Aparou arestas das duas chaves e voltou-se para mim segurando a chave como brandindo: Esta chave é de uma porta de vidro! Convenci-me que não adiantaria discutir. Em qualquer outra situação, eu iria insistir que estava certo, mas havia rodado mais de 170 km (Capanema-Belém), eram quase 16h e tinha alguma fome. Além do mais, não me parecia haver motivo para insistir. Resolvi não teimar. Conforme ela me estendia a chave, eu confirmava que era. Era de uma porta de vidro. Eu pegaria as chaves, pagaria pela cópia e iria para casa.

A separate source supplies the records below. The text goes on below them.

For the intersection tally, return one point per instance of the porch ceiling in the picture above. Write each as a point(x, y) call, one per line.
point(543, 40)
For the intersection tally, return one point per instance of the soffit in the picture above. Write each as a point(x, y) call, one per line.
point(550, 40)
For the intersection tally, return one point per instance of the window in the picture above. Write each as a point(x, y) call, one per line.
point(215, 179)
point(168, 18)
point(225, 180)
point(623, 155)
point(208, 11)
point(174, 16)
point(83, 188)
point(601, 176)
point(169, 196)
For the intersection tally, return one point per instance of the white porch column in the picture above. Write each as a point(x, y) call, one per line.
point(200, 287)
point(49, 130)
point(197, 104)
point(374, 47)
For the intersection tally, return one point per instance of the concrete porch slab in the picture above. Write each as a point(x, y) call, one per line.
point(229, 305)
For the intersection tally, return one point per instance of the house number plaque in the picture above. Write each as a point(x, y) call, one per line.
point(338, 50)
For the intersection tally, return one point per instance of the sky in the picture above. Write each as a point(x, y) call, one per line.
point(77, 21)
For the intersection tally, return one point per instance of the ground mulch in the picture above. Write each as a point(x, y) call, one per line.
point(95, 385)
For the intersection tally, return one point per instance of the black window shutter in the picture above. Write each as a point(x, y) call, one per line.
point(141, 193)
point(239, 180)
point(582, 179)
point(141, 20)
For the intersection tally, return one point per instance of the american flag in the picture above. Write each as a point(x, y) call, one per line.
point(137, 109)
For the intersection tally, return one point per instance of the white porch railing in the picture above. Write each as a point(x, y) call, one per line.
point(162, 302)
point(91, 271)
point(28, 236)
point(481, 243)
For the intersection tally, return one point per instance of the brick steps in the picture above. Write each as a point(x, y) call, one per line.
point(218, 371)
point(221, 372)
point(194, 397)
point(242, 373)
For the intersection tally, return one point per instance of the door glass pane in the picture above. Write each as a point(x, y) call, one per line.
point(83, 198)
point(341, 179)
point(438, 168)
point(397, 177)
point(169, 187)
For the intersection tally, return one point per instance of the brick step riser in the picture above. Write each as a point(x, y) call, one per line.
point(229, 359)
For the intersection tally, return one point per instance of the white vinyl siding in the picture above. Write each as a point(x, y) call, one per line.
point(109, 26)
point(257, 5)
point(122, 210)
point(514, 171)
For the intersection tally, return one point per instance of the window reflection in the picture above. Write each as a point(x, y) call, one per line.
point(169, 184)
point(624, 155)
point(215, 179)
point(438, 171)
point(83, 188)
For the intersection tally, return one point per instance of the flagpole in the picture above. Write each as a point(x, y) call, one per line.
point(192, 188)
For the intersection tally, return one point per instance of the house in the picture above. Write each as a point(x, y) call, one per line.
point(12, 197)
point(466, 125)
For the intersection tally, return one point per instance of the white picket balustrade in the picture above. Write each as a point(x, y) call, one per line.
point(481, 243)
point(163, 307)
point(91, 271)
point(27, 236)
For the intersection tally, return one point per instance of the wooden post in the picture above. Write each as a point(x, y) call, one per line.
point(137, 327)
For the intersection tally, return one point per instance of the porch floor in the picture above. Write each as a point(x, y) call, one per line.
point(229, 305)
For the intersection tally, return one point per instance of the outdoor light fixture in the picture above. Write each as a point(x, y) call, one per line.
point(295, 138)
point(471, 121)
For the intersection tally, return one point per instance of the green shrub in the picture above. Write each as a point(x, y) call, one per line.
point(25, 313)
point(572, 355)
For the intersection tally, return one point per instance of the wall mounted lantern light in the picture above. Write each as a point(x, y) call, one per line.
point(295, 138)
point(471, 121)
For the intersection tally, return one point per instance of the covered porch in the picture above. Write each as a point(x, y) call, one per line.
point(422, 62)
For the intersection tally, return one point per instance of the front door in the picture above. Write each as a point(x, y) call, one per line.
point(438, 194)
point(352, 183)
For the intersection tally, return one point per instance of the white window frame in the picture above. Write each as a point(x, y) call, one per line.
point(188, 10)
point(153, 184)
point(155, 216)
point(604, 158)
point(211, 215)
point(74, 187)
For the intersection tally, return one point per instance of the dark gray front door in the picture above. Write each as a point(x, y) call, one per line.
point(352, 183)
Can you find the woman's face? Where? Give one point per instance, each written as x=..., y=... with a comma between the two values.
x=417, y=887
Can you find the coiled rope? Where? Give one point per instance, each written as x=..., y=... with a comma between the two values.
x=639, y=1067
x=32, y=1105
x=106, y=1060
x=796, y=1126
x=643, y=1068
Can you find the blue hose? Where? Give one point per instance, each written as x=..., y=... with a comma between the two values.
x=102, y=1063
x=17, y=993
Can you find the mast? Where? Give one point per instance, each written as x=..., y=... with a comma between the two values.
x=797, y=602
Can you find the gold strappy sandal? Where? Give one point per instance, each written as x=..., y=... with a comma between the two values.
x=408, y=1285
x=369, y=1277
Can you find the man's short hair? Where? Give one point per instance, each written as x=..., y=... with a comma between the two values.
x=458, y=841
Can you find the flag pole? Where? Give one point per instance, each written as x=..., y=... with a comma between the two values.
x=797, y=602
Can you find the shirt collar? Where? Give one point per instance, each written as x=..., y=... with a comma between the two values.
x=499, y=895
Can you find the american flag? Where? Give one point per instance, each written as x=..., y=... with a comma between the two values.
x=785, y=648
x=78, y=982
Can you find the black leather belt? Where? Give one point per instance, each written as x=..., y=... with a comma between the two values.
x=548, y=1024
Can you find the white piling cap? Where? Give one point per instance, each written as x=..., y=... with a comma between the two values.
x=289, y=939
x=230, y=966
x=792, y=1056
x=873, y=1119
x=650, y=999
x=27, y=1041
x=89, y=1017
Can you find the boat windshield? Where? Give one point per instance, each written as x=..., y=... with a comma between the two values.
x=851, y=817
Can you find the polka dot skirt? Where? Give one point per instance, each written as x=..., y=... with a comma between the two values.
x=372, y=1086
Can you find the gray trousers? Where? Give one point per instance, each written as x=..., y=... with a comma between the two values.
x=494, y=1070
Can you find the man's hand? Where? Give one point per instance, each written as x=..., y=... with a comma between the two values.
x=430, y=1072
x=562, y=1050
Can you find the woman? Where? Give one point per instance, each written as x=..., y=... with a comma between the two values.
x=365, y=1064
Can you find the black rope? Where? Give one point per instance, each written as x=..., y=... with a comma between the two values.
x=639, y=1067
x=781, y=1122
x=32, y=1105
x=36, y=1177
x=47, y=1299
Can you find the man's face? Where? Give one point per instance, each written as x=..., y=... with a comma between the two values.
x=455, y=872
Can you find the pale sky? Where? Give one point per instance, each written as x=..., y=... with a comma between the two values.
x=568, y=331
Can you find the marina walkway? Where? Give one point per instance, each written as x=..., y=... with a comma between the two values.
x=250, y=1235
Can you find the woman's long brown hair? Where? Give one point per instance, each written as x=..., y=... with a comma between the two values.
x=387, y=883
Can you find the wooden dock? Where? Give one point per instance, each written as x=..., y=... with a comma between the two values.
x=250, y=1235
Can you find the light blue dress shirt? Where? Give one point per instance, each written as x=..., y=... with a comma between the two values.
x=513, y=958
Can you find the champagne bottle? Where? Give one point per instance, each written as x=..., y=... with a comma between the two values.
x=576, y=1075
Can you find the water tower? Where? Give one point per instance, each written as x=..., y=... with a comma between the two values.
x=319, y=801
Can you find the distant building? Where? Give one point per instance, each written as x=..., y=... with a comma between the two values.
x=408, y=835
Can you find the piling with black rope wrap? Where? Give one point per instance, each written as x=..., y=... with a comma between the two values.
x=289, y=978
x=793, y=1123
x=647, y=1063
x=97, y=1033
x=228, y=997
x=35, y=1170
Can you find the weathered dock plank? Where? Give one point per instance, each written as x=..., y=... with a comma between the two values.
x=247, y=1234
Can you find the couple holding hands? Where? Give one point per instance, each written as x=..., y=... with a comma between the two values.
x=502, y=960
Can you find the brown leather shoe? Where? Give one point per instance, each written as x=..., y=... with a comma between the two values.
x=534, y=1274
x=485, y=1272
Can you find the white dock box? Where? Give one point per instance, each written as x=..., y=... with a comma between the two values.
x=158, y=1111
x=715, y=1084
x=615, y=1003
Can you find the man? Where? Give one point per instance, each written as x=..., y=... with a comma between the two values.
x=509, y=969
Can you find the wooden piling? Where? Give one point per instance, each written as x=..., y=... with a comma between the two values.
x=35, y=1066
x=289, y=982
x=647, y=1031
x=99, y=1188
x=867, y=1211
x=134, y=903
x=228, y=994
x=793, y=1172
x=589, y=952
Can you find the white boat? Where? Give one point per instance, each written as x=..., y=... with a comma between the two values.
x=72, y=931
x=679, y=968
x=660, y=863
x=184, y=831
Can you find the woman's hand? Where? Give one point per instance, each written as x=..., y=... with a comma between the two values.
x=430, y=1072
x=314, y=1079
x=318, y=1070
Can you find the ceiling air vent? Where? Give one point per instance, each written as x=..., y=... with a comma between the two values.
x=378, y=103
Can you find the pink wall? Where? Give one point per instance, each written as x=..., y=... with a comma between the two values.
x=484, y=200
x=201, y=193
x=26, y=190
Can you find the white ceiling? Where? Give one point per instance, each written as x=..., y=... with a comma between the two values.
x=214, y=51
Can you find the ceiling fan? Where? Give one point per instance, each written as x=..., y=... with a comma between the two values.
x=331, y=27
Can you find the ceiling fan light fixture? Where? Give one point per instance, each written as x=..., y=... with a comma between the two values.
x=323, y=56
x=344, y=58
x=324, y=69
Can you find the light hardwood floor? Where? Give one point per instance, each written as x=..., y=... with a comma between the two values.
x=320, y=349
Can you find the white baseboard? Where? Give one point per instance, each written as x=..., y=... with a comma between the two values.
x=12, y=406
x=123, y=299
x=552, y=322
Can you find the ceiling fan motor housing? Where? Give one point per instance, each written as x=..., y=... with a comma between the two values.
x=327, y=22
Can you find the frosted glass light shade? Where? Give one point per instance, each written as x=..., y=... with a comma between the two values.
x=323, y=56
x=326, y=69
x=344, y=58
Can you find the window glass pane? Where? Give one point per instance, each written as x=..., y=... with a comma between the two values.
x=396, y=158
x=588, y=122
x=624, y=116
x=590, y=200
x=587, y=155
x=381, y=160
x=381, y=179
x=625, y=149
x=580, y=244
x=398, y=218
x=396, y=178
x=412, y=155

Ela puxou de uma vez: Afinal, o senhor não disse que a porta era de madeira!? A mulher me desmontou de vez. Não quisera teimar, mas tergiversar parece que não fora a melhor opção. Estiquei um ééééé… Ela inclinou o rosto para um lado como quem dissesse ‘tô te vendo!’. Respirei calmo e disse, procurando um caminho no meio daquela armadilha. Senhora, a chave (hum!!) é de uma porta de vidro (ãh), mas a minha porta é de madeira (ah!).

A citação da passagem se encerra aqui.